Red Hat’s community Linux distribution Fedora has always been popular with open-source and Linux developers, but this latest release, Fedora 34 seems to be something special. As Matthew Miller, Fedora Project Leader, tweeted, “The beta for F34 was one of the most popular ever, with twice as many systems showing up in my stats as typical.”

Why? Nick Gerace, a Rancher software engineer, thinks it’s because “I’ve never seen the project in a better state, and I think GNOME 40 is a large motivator as well. Probably a combination of each, from anecdotal evidence.” He’s onto something.

When Canonical released Ubuntu 21.04 a few days earlier, their developers opted to stay with the tried and true GNOME 39 desktop. Fedora’s people decided to go with GNOME 40 for their default desktop even though it’s a radical update to the GNOME interface.

Besides boasting a new look, GNOME 40 is based on the new GTK 4.0 graphical toolkit. Under the pretty new exterior, this update also fixed numerous issues and smoothed out many rough spots. If you’d rather have another desktop, you can also get Fedora 34 with the newest KDE Plasma Desktop, Xfce 4.16, Cinnamon, etc. You name your favorite Linux desktop interface, Fedora will almost certainly deliver it to you.

Under those bright, shiny faces, you’ll find the Wayland display server. Unfortunately, as is the case with all Linux distros that use Wayland to replace the good old display server, it does not work and play well with NVIDIA graphics. The Fedora developers are working upstream with NVIDIA to support its proprietary driver. I can only wish that NVIDIA would get the f-bomb clue Linus Torvalds gave them nine years ago to open up their drivers so we could finally have a first-rate, open-source NVIDIA driver. In the meantime, if your PC has NVIDIA graphics, you’ll automatically be reset to the slower, but working, display server.

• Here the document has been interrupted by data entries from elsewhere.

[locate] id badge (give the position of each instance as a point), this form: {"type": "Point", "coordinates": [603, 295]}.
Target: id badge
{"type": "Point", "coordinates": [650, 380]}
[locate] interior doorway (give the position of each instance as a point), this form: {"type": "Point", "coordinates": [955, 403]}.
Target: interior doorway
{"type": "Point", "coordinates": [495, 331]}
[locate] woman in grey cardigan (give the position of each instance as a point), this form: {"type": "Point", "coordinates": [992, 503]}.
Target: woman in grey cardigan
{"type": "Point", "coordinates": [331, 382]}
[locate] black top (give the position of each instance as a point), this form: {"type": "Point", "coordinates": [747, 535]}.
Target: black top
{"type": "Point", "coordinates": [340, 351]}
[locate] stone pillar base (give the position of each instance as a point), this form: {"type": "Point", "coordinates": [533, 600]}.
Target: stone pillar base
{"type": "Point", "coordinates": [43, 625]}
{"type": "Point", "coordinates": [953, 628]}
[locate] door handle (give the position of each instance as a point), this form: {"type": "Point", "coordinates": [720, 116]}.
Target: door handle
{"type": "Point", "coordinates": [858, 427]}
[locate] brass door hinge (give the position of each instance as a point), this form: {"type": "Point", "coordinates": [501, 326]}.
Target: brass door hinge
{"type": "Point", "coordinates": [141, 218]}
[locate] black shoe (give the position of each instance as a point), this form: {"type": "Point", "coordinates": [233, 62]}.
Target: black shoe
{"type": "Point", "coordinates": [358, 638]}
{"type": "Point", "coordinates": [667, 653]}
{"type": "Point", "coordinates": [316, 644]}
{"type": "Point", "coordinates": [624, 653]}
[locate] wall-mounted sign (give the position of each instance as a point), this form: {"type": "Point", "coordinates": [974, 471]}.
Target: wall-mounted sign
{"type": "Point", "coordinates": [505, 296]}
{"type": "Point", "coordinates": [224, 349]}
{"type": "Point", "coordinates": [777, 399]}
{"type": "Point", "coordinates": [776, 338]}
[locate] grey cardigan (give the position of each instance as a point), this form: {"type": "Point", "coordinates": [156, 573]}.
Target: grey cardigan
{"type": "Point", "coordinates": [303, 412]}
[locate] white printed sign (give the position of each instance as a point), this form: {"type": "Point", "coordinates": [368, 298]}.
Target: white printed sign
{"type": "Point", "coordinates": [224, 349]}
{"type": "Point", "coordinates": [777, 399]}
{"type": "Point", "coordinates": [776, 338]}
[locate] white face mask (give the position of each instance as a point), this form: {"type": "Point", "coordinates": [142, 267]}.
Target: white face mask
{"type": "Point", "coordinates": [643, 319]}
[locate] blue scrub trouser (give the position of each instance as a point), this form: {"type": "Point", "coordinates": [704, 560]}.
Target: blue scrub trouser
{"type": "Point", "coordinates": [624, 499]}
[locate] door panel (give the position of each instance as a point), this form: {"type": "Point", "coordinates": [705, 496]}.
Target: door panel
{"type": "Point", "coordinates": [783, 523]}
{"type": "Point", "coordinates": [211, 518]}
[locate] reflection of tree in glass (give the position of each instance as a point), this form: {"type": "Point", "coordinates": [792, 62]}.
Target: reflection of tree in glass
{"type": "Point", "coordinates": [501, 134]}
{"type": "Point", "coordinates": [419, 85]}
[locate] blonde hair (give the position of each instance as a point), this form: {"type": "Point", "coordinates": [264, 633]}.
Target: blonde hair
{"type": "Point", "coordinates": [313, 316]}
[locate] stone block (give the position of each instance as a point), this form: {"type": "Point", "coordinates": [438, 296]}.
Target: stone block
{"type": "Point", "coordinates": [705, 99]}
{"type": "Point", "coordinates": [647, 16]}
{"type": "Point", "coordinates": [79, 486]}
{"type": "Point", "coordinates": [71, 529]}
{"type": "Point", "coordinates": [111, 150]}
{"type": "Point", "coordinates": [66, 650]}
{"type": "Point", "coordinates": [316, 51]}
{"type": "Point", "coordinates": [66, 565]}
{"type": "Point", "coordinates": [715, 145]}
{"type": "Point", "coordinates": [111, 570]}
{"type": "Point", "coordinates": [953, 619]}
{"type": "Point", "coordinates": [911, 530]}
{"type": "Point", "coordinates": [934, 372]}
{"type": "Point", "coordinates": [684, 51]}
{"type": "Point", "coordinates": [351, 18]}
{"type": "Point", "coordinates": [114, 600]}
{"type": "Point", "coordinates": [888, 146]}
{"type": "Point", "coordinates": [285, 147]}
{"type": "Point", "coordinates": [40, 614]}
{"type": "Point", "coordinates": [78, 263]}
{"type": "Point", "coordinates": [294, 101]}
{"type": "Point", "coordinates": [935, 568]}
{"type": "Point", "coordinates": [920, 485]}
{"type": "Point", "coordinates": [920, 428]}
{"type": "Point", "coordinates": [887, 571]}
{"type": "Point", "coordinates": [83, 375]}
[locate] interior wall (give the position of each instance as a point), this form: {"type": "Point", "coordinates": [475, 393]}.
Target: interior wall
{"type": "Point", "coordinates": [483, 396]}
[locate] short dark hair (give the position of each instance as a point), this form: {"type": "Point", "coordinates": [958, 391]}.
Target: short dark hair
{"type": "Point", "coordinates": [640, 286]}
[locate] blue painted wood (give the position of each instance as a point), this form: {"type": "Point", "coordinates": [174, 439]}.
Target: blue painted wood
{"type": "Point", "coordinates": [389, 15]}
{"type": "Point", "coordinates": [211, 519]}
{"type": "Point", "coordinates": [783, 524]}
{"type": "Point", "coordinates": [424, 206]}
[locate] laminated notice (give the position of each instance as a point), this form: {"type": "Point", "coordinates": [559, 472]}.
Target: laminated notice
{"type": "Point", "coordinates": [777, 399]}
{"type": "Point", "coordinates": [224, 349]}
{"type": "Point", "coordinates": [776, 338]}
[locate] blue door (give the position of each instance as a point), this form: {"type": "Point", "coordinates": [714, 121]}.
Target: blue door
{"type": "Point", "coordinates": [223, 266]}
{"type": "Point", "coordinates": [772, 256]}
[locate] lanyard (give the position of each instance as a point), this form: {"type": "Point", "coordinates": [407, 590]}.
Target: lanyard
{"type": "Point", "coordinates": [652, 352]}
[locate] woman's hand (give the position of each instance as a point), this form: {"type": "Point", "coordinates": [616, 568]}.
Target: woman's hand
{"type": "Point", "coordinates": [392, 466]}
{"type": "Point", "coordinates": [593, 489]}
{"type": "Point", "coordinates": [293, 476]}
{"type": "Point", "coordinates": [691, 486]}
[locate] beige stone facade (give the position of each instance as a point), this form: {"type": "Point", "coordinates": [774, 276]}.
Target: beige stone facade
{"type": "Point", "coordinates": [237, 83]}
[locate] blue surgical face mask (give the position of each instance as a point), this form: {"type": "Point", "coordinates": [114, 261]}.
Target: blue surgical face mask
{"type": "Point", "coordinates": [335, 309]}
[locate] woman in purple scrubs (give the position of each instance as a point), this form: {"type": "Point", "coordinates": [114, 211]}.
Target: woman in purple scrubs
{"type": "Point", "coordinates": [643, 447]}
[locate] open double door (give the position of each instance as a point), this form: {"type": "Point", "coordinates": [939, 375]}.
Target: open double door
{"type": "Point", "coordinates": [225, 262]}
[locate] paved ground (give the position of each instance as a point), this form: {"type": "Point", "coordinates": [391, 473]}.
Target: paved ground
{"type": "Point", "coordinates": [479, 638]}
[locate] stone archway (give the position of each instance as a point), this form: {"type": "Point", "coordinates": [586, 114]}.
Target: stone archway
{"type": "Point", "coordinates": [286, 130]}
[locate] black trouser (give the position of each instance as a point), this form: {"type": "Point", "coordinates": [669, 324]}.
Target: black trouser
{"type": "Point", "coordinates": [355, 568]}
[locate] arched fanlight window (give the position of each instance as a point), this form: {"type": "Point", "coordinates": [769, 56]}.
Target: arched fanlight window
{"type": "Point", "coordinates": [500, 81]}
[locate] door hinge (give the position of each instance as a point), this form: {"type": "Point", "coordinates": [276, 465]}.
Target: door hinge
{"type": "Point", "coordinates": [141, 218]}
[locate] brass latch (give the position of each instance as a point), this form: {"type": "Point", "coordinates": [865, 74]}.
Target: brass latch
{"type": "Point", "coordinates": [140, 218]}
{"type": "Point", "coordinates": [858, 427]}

On the audio side of life, Fedora has moved to Wim Tayman’s PipeWire, and audio and video server, for audio. This replaces PulseAudio and Jack. While still new, it’s been praised by many as being superior to PulseAudio, which has long been the default Linux audio server. Since its APIs are compatible with PulseAudio, most applications will work with it without any changes. Fedora has also worked upstream with Google and Mozilla so it will work with the Chromium and Firefox web browser families. That said, if you’re doing professional-level audio work, it may not work with your applications. For example, while PipeWire does work with Audacity, the popular audio program, you may need to do a little tuning to get it to work just right and it doesn’t work yet with the popular OBS Studio podcasting program. In both cases, developers are busy trying to get them to work and play well with each other. 

At this point, I should point out that this is part of life with Fedora. Fedora, as I’ve said many times, is a bleeding-edge distribution. It explores what’s possible to do with Linux, not what’s guaranteed to work. That’s a big reason why I recommend other distros, such as Linux Mint, for people who want a day-to-day work desktop Linux. Fedora is for developers and brave, adventuresome Linux users. It’s also the upstream for Red Hat Enterprise Linux (RHEL)

Speaking of programmers, they’ll be happy to use the latest update of Toolbox. This lets you easily create containers, which you can then use to host isolated development environments. So, for example, if you want to work on a program on top of RHEL, you just run:

toolbox create –distro rhel –release 8.4 

…from a shell and, ta-da, instant RHEL instance ready to rumble. 

As always, Fedora comes with the latest versions of languages and libraries. For instance, it includes Ruby 3.0 and Golang 1.16. Fedora is also running on top of the 5.11.12 Linux kernel, which was released only a few weeks ago. 

Another feature I like is that, since Fedora 33, the default file system is Btrfs. I find it faster and more responsive than ext4, perhaps the most popular Linux desktop file system. What’s different this time around is that it now defaults to using Btrfs transparent compression. 

Besides saving significant storage space — typically from 20 to 40% — Red Hat also claims this increases the lifespan of SSDs and other flash media. SSDs and the like have a built-in limited lifetime depending on how many writes a given drive does. Most users will never reach that limit, approximately ten years of normal use. But developers, who might for example compile Linux kernels every day, might reach that point before a PC’s usual end of useful life. For them, transparent compression may help keep their computer going until they need to replace it with a newer, faster machine.

Of course, as always there are many other versions of Fedora. There’s a Fedora for servers; Fedora CoreOS, which is for people who want to run containers with the latest operating system improvements — it has a two-week update cycle; and Fedora IoT for Internet of Things (IoT) devices. You name the job, there’s probably a Fedora just for it. 

Want to see for yourself? Download Fedora, look over the Fedora 34 release notes and bug list, install it, and you’re ready to go. Enjoy!